How Email Is Killing Your Creativity

Don’t get chained to your inbox. · Fortune

MPW Insiders is an online community where the biggest names in business and beyond answer timely career and leadership questions. Today's answer for: How do you encourage creative thinking within your organization? is written by Beth Monaghan, CEO of InkHouse.

When's the last time you had a great idea while you were staring at your email? It's tough to complete a thought, never mind a great thought, amid all that noise while you're watching all those emails stack up in a neat row, begging for an equal amount of attention right NOW. We could blame the iPhone for making email so mobile and so accessible and so invasive, but attention grab isn't new.

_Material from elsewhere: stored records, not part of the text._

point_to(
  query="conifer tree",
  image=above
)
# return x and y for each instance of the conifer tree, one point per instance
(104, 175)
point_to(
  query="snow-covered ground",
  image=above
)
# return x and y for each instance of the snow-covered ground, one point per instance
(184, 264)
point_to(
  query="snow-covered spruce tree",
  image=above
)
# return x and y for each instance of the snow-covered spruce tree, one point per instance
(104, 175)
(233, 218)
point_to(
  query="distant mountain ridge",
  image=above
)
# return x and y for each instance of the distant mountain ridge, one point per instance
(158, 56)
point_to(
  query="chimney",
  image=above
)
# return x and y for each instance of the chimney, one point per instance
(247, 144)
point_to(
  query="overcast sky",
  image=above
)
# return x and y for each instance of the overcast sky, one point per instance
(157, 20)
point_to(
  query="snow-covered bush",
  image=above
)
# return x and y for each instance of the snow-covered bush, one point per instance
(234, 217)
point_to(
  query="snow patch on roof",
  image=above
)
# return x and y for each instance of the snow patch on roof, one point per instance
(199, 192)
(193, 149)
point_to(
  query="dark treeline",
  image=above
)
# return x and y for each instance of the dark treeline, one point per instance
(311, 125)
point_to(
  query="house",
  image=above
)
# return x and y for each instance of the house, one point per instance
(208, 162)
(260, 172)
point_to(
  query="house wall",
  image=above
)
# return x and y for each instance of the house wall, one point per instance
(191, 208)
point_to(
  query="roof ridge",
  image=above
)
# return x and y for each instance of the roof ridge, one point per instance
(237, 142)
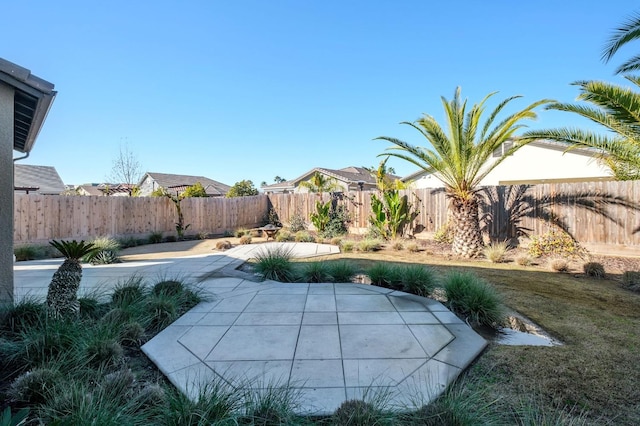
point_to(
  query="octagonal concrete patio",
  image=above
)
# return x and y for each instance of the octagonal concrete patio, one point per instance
(328, 342)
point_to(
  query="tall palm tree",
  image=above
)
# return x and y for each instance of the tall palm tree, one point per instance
(628, 32)
(319, 183)
(460, 157)
(615, 107)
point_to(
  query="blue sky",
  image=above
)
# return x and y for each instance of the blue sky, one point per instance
(239, 89)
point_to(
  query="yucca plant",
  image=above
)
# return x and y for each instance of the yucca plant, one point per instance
(62, 296)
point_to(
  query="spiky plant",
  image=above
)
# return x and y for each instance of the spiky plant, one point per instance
(62, 296)
(460, 156)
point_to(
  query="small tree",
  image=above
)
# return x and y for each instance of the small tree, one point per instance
(126, 169)
(196, 190)
(244, 188)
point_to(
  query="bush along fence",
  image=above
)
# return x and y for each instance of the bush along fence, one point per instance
(599, 215)
(40, 218)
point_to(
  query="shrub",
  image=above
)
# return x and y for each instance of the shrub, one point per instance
(342, 272)
(554, 242)
(445, 233)
(418, 279)
(347, 245)
(413, 247)
(559, 265)
(275, 264)
(105, 251)
(34, 386)
(241, 232)
(386, 275)
(304, 237)
(368, 245)
(296, 222)
(631, 280)
(29, 252)
(18, 317)
(594, 269)
(223, 245)
(128, 293)
(523, 260)
(472, 297)
(397, 244)
(315, 272)
(155, 238)
(338, 224)
(495, 252)
(284, 236)
(168, 288)
(126, 242)
(355, 412)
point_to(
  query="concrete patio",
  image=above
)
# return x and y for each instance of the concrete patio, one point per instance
(327, 342)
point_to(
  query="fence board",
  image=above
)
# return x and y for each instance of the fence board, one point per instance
(40, 218)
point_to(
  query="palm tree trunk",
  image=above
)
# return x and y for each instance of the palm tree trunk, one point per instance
(467, 239)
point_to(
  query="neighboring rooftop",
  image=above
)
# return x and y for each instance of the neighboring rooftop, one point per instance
(178, 183)
(37, 179)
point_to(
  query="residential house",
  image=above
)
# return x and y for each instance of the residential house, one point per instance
(104, 189)
(152, 181)
(44, 180)
(347, 179)
(540, 161)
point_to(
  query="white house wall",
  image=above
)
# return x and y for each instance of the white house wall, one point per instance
(534, 163)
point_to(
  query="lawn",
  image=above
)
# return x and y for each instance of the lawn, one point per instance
(591, 379)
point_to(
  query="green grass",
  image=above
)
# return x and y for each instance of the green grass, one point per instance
(275, 264)
(474, 298)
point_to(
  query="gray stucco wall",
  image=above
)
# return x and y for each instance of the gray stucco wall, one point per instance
(6, 193)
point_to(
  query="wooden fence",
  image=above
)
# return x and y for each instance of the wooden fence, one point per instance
(40, 218)
(603, 216)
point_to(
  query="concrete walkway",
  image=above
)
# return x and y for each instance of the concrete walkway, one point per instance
(327, 342)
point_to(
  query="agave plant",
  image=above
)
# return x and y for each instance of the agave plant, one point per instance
(62, 296)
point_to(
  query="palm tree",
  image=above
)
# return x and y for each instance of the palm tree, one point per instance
(614, 107)
(62, 295)
(460, 157)
(319, 183)
(626, 33)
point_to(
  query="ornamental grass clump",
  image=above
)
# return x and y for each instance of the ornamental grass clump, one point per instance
(342, 272)
(594, 270)
(474, 299)
(496, 251)
(315, 272)
(274, 263)
(418, 279)
(386, 275)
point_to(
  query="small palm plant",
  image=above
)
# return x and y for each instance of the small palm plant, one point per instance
(62, 297)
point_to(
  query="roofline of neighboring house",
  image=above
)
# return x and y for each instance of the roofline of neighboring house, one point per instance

See more: The Real Reason Why Your Ideas Aren’t Going Anywhere

Take 1938, the year Brenda Ueland wrote the book, If You Want to Write. She noted that the imagination "needs moodling -- long, inefficient, happy idling, dawdling and puttering. These people who are always briskly doing something and as busy as waltzing mice, they have little, sharp staccato ideas.....But they have no slow, big ideas." In other words, your best ideas come when you're rested.

Yet, we check our email 74 times per day — all while trying to tackle the dozens of other projects thrown our way. This multitasking is not ideal for creativity - in fact, it's one of the biggest roadblocks we face. Multitasking is a myth, as psychologist and author Daniel Goleman wrote in his book. In fact, multitasking pretty much eliminates our ability to think deeply. And as Stanford professor Clifford Nass's research shows, multitasking wastes more time than it saves.

It's not reasonable to say that we should get rid of the devices that take up so much of our time, or the need to respond to every real human being who sends you an email (it's the human thing to do), but we can create a workplace culture that fosters the mental space required for big ideas. If we want to create a workforce full of intelligent, kind and creative people, it's our job to empower them to work in ways that fuel their creativity, allowing them the flexibility to create. Here are some measures that have worked at my firm, InkHouse.

  • Your email is not your work colleague: When you step into my office, you'll notice that my computer is situated at the side of my desk in order to facilitate human connections. We also kept this in mind when searching for an office space. If you visit today, you'll find an open layout full of collaboration. This impromptu brainstorming has birthed some of our most successful and creative campaigns.